Страница 150 из 165
— С кем, с Ивамбто-куном?
— Конечно! Да ведь с ним пропадешь, право! Вы же знаете, военных никуда не принимают па службу... Что за смысл оставаться с таким человеком? Так жизнь не наладишь. Япония теперь мирное государство, военные никому не нужны. Преподавать в институте ему больше уж не позволят. Хоть бы вы наняли его в слуги, что ли... Нет, серьезно, сколько лет я терпела, все ждала — может, дальше будет легче, может хоть что-нибудь хорошее будет в жизни... И вот пожалуйте! Начисто просчиталась. Мне тоже хочется пожить теперь немного свободнее. Я работала раньше на пишущей машинке, знаю английский шрифт, хочу подыскать себе работу такого сорта. У Хиросэ-сана нет знакомых среди американских военных?

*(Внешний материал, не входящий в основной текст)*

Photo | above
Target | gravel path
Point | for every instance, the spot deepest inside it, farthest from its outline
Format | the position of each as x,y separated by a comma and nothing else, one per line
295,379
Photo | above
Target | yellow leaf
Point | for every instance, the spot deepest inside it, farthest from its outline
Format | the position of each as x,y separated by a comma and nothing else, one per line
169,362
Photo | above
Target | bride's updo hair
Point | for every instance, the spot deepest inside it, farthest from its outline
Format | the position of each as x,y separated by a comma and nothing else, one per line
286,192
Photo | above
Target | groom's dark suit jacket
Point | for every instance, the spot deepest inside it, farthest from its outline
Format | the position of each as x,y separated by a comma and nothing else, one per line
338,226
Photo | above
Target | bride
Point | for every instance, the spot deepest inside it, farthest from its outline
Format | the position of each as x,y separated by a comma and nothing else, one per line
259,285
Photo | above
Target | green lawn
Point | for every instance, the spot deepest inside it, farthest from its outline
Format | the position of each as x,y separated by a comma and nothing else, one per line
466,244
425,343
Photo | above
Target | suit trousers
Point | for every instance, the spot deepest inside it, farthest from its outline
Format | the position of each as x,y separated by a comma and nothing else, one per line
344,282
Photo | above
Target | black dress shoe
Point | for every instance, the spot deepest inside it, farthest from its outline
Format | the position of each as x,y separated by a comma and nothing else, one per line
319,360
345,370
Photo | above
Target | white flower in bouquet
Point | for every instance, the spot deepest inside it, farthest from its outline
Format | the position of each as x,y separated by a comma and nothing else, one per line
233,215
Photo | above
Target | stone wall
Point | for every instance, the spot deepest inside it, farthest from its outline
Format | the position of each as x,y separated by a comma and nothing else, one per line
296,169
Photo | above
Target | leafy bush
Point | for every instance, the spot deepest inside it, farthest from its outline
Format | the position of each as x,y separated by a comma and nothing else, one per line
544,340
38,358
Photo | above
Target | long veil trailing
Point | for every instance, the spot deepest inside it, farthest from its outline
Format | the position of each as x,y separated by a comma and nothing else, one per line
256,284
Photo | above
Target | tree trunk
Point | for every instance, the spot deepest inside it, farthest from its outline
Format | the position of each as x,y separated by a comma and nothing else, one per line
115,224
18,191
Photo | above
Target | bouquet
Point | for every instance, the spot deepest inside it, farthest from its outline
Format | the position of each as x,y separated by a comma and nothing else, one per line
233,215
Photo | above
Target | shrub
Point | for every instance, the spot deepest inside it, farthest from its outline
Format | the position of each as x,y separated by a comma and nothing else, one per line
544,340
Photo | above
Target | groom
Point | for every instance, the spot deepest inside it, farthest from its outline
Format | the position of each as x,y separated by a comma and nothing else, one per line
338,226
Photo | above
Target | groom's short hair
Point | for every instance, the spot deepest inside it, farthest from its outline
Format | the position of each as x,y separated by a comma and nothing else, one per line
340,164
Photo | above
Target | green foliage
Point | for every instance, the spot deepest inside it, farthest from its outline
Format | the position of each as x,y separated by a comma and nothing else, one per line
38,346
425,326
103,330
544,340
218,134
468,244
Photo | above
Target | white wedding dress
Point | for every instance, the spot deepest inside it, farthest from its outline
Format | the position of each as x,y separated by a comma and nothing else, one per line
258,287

Ивамото сидел рядом с таким видом, словно весь этот разговор не имел к нему ни малейшего отношения, и чертил иероглифы на золе, нагоревшей в жаровне.
Хиросэ предложил гостье сакэ. Оказалось, что госпожа Ивамото вовсе не прочь выпить чашечку-другую. Пальцы, которыми она держала чашечку, были белые, гибкие, руки пухлые, как у ребенка. Когда она села, под кимоно обозначились полные, округлые ноги, и вся она была округлая, полная.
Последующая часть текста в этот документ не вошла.